Over the last weeks, citizens of Austin, Texas, have been plagued by bombings. Five, to be exact, which killed two and injured five more. A sixth bomb was found before it was detonated.
The bomber was using false packages to target and attack members of the Austin community.
But it goes a little deeper than that. The two killed — Anthony House and Draylen Mason — were African American men who were part of families that have long and deep roots in black, religious and civil rights groups in Austin.
It may seem like just a coincidence, but for House and Mason, the bombs that killed them were hand delivered in packages to their home, most presumably by the bomber himself.
Another hand delivered packaged seriously injured a 75-year-old woman who is still in critical condition after the attack.
After these first three bombings, tactics were changed to utilizing trip wires and trying to send packages through FedEx. Police were able to connect the later bombings with the earlier package bombings.

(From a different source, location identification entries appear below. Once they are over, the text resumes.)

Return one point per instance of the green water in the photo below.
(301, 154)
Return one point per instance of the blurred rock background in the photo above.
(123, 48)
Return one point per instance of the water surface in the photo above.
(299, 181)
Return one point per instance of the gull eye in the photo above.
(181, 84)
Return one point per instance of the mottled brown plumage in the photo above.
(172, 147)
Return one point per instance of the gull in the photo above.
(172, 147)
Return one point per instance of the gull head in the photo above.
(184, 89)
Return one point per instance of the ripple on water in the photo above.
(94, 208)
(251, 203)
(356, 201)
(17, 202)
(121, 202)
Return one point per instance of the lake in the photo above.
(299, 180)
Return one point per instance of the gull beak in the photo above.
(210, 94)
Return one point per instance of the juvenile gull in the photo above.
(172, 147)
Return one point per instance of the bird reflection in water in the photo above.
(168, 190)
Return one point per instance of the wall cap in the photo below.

On Wednesday morning, police located who they suspect was the bomber, but he detonated a bomb in his car before capture. This writer is not using the suspect’s name because they believe that criminals who do this are trying to go down in infamy.
And so far there has been radio silence from the nation’s capital. A terrorist was on the loose in Austin, but statements weren’t made, and there was no call to arms. Upon writing this editorial, the Trump administration had still not spoken about this tragedy in Texas.

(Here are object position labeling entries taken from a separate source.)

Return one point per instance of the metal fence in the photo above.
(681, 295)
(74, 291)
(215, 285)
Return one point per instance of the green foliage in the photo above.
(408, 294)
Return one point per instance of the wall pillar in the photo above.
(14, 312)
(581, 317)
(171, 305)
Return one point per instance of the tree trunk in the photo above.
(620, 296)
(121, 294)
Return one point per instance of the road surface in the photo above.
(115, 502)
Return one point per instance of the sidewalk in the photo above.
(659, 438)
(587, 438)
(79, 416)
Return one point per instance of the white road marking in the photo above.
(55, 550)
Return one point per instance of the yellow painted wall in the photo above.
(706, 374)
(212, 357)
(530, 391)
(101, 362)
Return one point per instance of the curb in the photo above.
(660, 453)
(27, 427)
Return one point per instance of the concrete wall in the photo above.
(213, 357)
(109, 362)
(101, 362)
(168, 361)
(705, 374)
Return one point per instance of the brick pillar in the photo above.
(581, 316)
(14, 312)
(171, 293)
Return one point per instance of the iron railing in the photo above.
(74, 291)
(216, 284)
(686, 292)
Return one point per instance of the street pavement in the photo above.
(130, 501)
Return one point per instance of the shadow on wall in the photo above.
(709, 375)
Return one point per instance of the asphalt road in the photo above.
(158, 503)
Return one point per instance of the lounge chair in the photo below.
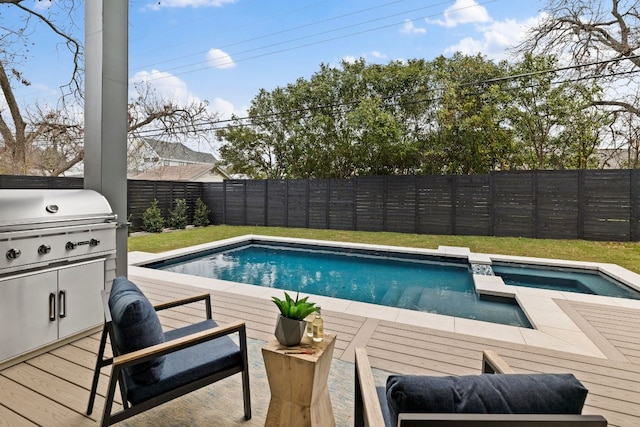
(153, 367)
(418, 401)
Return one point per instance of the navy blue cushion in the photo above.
(190, 364)
(491, 394)
(136, 326)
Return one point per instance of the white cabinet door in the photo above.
(28, 312)
(79, 299)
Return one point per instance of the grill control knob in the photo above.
(44, 249)
(13, 253)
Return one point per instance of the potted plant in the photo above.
(291, 326)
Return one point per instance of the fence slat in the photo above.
(584, 204)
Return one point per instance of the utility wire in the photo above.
(213, 125)
(317, 42)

But the Austin bombings feel like more and more piling on to how unsafe it feels currently.
Every day in this country, it feels a little less safe. School shootings and others jockey back and forth in the news, pushing each other out of the limelight. And now this.
When will enough be enough? Maybe this level of violence has always occurred in this country but we’re just becoming aware of it. But we’re tired. There needs to be an end to this senseless violence.
There must be a way to combat this. In response to the walkouts of last week, some decided to start #WalkUpNotOut. In theory that seems fine, but once you start discussing it, it falls apart.
Imagine you’re a high school student who is bullied and doesn’t have many friends. And all of sudden everyone is being nice to you and sitting with you at lunch. All because they don’t want you to become a school shooter, because they’re afraid of what you could do.
There’s this idea that others are responsible for the actions of individuals. Forcing vulnerable people to have to confront those who could be dangerous is not the right step.
And so far there hasn’t been one that doesn’t do that or challenge the mentally ill — which, by the way, covers more than those deemed “crazy.”